ドイツには高齢者パートタイム(Altersteilzeit)という制度がある。高齢労働者の労働時間を半減するというもので、企業の人員削減の際によく利用される。被用者の側から適用を申請することもできる。 同制度の利用方法は […]

ドイツには高齢者パートタイム(Altersteilzeit)という制度がある。高齢労働者の労働時間を半減するというもので、企業の人員削減の際によく利用される。被用者の側から適用を申請することもできる。
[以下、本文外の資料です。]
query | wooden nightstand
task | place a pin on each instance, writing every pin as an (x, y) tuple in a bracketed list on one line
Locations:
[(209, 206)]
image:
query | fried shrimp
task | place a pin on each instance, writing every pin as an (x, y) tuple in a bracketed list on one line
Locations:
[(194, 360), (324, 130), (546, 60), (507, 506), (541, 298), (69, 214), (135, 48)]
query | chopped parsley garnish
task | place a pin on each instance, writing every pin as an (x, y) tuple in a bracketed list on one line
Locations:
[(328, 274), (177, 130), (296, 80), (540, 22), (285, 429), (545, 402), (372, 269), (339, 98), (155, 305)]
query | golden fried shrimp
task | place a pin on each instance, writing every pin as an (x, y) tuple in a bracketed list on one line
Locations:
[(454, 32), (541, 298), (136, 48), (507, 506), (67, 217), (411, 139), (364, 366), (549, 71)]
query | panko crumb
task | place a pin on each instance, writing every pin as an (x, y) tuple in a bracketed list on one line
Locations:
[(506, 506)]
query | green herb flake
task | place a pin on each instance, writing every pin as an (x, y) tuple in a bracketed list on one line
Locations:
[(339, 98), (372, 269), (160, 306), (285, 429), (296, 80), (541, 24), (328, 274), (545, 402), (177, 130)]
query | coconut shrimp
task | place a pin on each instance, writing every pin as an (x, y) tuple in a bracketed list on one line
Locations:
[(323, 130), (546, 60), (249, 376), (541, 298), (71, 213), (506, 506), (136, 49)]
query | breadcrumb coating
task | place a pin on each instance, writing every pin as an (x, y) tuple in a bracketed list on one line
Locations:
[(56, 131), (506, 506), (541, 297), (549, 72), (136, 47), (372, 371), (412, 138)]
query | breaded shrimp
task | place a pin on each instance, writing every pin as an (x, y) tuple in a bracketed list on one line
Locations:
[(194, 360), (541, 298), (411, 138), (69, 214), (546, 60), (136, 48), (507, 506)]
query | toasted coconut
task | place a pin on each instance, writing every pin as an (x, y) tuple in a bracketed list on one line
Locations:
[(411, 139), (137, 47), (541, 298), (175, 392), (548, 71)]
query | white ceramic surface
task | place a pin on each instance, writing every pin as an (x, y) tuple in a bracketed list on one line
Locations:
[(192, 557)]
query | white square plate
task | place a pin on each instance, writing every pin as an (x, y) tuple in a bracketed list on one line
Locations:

同制度の利用方法は大きく分けて2種類ある。1つはパートタイムの全期間を通して、日々の労働時間を半減するもので「均等分配モデル(Gleichverteilungsmodell)」と呼ばれる。もう1つは「ブロックモデル(Blockmodell)」というもので、パート期間の前半はこれまで通りフルタイムで勤務。後半は給与の支給を受けるものの勤務を全面的に免除され、事実上の退職生活に入る。ほとんどの企業はブロックモデルを採用する。

ではブロックモデルで事実上の退職生活に入り、業務を行っていない被用者を雇用主が解雇することはできるのだろうか。この問題をめぐる係争で、ニーダーザクセン州労働裁判所が8月に判決(訴訟番号:17 Sa 893/13)を下したので、ここで取り上げてみる。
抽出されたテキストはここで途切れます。